Глава 3. Русский мужик — извечная загадка для человечества…
На следующий день Холмов отправился к председателю колхоза «Лидер октября» Тимофею Степановичу Кобылко — пора было отрабатывать хлеб и крышу и начинать расследовать (или на худой конец, создавать видимость расследования) дело о загадочном умерщвлении скотины. Председатель велел тут же позвать к нему в кабинет колхозного ветеринара и от них Шура узнал следующее. В июне прошлого года пастух Иван Филимонович. или как его все звали Филимоныч, собирая колхозное стадо «до кучи», чтобы гнать его с пастбища на ферму, увидел, что одна из коров валяется на земле без признаков жизни. Ветеринар, за которым тут же сбегал Вовчик, констатировал околевание, а дальнейшее вскрытие показало, что скотина издохла от сильного удара каким-то тяжелым предметом в область нервного сплетения, которое, как известно, находится у коровы чуть ниже и левее шеи. Что это был за предмет, а главное — кто и зачем ударил им несчастное животное — все эти вопросы остались без ответа. Пастух и подпасок ничего подозрительного не заметили, более того — они в один голос утверждали, что к стаду вообще никто посторонний, ни зверь ни человек не приближался. Корову утилизировали, так как ветеринар, не зная точной причины ее смерти, убоялся дать разрешение пустить ее на мясо, а происшедшее списали на случайный удар копытом какой-то другой расшалившейся коровы из стада. О случившемся скоро забыли, но через месил все повторилось с точностью до мелочей — снова кто-то убил колхозную корову на пастбище сильным ударом какого-то предмета в нервное сплетение и снова ни пастух, ни подпасок ничего подозрительного не видели. Когда же случился через какое-то время третий аналогичный случай, в правлении колхоза встревожились не на шутку. По распоряжению председателя Тимофея Степановича Кобылко, во время выпаса стада вместе с Филимонычем и Вовчиком теперь неотлучно находились на пастбище или местный участковый или кто-нибудь из сельского отряда добровольной помощи милиции. Однако в конце сентября, в один из последних дней перед уходом стада на зимовку на ферму вновь была обнаружена издохшая от сильного удара в нервное сплетение корова. И вновь ни Филимоныч, ни Вовочка, а главное — ни дежуривший вместе с ними участковый ничего странного и подозрительного не видели.

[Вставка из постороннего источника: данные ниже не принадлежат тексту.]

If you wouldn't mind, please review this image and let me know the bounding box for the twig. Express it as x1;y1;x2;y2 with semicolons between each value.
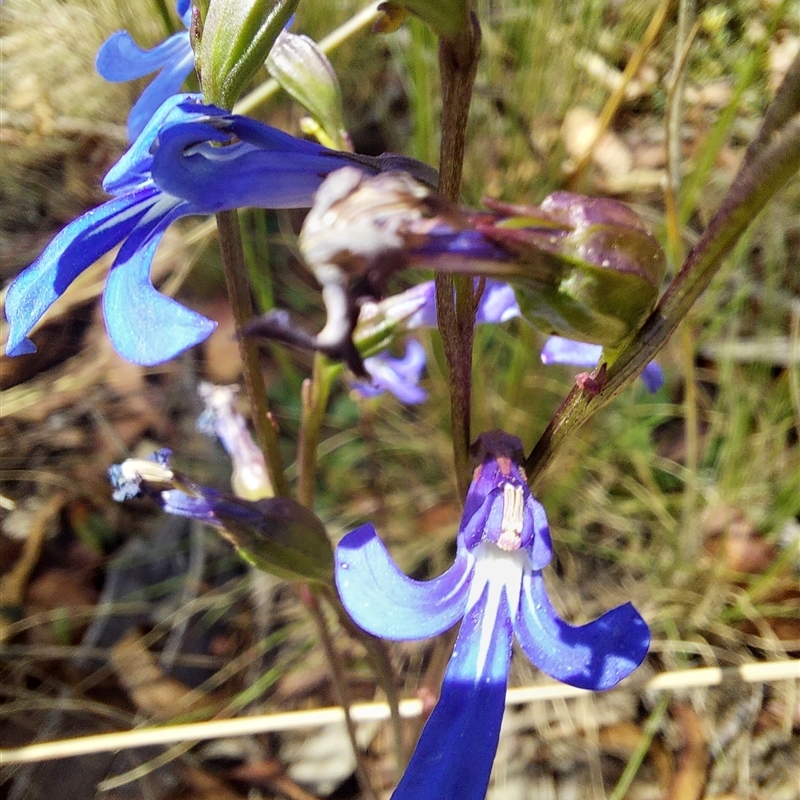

После этого случая Тимофея Степановича вызвали в райком партии и устроили ему крепкую головомойку за ненормативный падеж крупного рогатого скота. Ссылки же председателя «Лидера октября» на то, что причиной падежа является какое-то «таинственное, загадочное явление» вызвали у секретаря райкома особое раздражение и он пригрозил Тимофею Кобылко, что ежели это явление повторится еще хоть раз, то тот положит на стол партбилет. Впрочем, когда стадо загнали зимовать на ферму, падеж скота по невыясненной причине вроде бы прекратился. Но не успел Тимофей Степанович перевести дух, как в феврале от сильного удара неизвестным предметом в область нервного сплетения издохла одна из лучших колхозных коров по кличке «Валентина Терешкова», а в марте по этой же причине дал дуба бык-производитель Гиви. Тут колхозное руководство вообще обалдело — постороннему проникнуть на ферму незамеченным было практически невозможно, гипотеза же про «удар копытом» соседней коровы была вообще неприемлема, так как каждое животное находилось в отдельном стойле. (Да и никакой скотине, откровенно говоря, не удалось бы с такой силой, а главное так точно, всегда в одно место попадать своей коллеге в нервное сплетение своим неуклюжим копытом). И хотя обе последние жертвы председателю удалось списать на сильные зимние холода и отсутствие высокопродуктивных кормов, Тимофей Степанович прекрасно понимал, что если таким макаром протянут ноги еще пара-тройка членов колхозного стада, то ему тогда точно придется положить на стол партбилет и податься обратно в агрономы. Времена, как известно, на дворе стояли крутые, «андроповские»…. Так что Шура Холмов оставался у него последней надеждой.